Note that compatibility with Elasticsearch 1.x is preserved in ES-Hadoop 2.2.x.
- Classpath duplication detection
At start-up, ES-Hadoop checks whether there’s another version used in the job and properly informs the user. This helps the not-so-uncommon case of multiple versions being picked arbitrarily from different sources (task vs jar vs runtime vs Java classpath).
- Detect (and use) dedicated date format libraries
While ES-Hadoop does provide data formatting, it now detects whether one is provided (such as Joda-Time) and uses that instead allowing richer formatting of
Dates. Future versions might be extended to support the new
java.time package in Java 8.
- Upgrade to Gradle 2.6
Those building the source manually will notice the system has been upgraded to the latest stable version, resulting in some nice speed improvements and simplifications (such as being able to use Java 8 for building the Scala modules).

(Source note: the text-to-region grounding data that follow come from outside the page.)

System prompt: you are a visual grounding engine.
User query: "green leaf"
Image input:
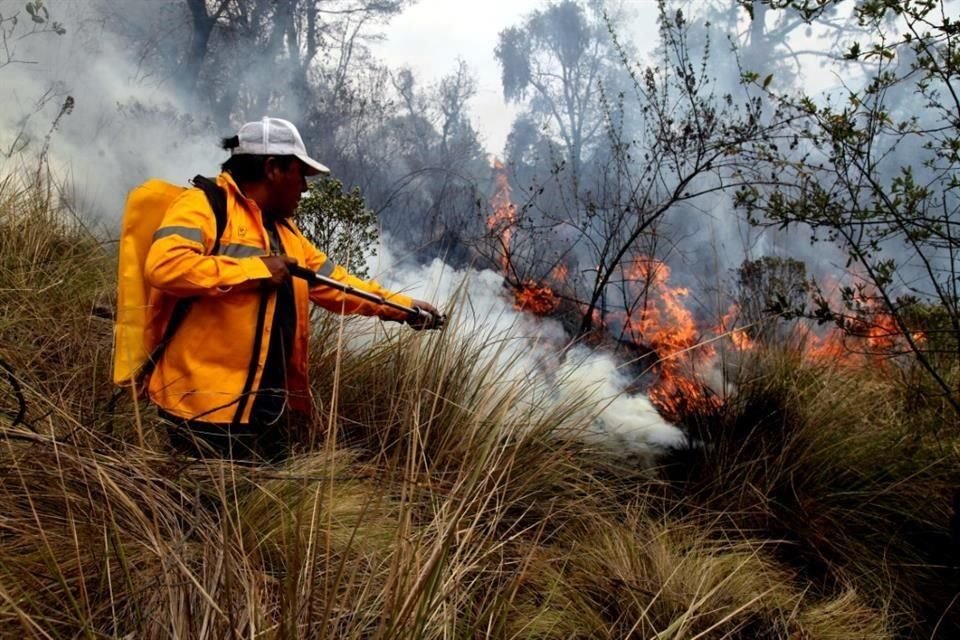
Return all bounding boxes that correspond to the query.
[844,42,861,60]
[762,74,773,89]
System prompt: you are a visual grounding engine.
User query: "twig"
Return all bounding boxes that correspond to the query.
[0,357,27,427]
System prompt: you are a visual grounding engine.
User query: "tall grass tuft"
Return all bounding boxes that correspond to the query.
[0,172,114,433]
[666,347,960,638]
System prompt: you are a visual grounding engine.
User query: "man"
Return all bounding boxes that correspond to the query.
[145,116,441,459]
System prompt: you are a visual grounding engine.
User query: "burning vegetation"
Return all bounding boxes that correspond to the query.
[513,280,560,315]
[486,159,518,273]
[485,161,935,423]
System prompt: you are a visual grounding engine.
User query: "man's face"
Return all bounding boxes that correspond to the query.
[265,158,308,218]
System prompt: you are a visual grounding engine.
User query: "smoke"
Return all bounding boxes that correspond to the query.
[0,1,221,222]
[367,241,686,455]
[557,347,687,450]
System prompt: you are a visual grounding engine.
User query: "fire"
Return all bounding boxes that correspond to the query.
[485,164,733,417]
[483,162,929,422]
[488,161,563,316]
[730,329,754,350]
[864,312,900,351]
[718,304,755,351]
[515,281,560,315]
[550,263,569,284]
[648,374,721,420]
[619,257,721,418]
[487,160,517,271]
[622,259,697,348]
[797,324,849,362]
[796,283,927,365]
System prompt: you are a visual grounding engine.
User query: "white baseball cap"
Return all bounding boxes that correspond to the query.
[233,116,330,176]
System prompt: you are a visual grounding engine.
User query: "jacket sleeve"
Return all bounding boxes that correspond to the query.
[297,231,414,321]
[145,189,271,297]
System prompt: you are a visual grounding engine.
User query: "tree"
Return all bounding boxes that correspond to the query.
[495,0,629,180]
[104,0,411,127]
[351,62,488,255]
[735,0,960,417]
[144,2,490,259]
[735,256,810,344]
[0,0,65,70]
[97,0,492,260]
[297,177,378,278]
[484,2,782,344]
[0,1,68,159]
[683,0,863,87]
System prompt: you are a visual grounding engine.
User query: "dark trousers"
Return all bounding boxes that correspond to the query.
[160,409,291,462]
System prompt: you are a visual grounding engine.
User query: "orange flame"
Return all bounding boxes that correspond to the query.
[488,160,517,271]
[515,280,560,315]
[718,304,755,351]
[797,324,849,362]
[798,281,926,365]
[620,257,721,417]
[485,163,929,421]
[550,263,569,284]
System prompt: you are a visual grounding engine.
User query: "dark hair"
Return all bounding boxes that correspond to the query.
[219,136,297,183]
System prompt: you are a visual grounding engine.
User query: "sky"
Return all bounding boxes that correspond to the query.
[369,0,662,154]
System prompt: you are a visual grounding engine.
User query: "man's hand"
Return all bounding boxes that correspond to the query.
[260,255,298,286]
[406,299,445,331]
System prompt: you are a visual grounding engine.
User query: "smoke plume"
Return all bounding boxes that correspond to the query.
[370,242,687,455]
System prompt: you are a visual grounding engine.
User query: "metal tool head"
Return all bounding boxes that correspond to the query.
[409,307,446,331]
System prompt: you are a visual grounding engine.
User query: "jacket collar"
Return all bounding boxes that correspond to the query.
[217,171,244,201]
[217,171,264,216]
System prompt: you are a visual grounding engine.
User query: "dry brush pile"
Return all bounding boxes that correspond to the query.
[0,173,957,638]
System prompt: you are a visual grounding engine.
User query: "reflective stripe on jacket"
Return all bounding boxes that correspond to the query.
[144,172,413,424]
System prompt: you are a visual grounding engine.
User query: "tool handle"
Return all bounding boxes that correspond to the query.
[289,264,442,328]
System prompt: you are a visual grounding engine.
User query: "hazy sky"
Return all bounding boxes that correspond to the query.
[370,0,662,155]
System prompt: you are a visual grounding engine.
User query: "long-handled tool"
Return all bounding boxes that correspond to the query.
[289,264,444,330]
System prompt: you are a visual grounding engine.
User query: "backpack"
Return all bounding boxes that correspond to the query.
[112,175,227,386]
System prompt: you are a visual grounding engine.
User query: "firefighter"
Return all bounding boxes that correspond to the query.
[144,117,441,460]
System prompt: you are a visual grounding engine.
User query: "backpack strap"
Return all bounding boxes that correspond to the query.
[137,177,229,384]
[191,175,228,253]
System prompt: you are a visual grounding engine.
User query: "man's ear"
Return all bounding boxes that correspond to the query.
[263,156,281,181]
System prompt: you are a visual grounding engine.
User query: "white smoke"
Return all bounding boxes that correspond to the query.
[366,241,687,455]
[557,347,687,450]
[0,1,222,223]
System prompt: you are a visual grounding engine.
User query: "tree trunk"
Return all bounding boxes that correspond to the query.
[184,0,217,97]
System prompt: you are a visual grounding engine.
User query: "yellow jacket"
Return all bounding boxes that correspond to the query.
[144,172,412,424]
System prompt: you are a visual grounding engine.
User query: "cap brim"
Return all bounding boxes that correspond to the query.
[297,154,330,176]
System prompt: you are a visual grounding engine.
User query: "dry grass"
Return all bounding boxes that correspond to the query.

Alongside the milestone, ES-Hadoop 2.1.1 was released.
It is the latest stable version of ES-Hadoop and contains important bug-fixes and improvements such as:
- Push-down Spark RDD count
count operations in Elasticsearch Spark have been pushed-down resulting in instant response no matter how big the
- Faster handling of unrecoverable network errors
Fatal network errors are detected early and reported better, simplifying diagnosis.
- Restore Pig compatibility across Hadoop versions
A previous bug sometimes prevented Pig support from being used across Hadoop versions. This has now been addressed.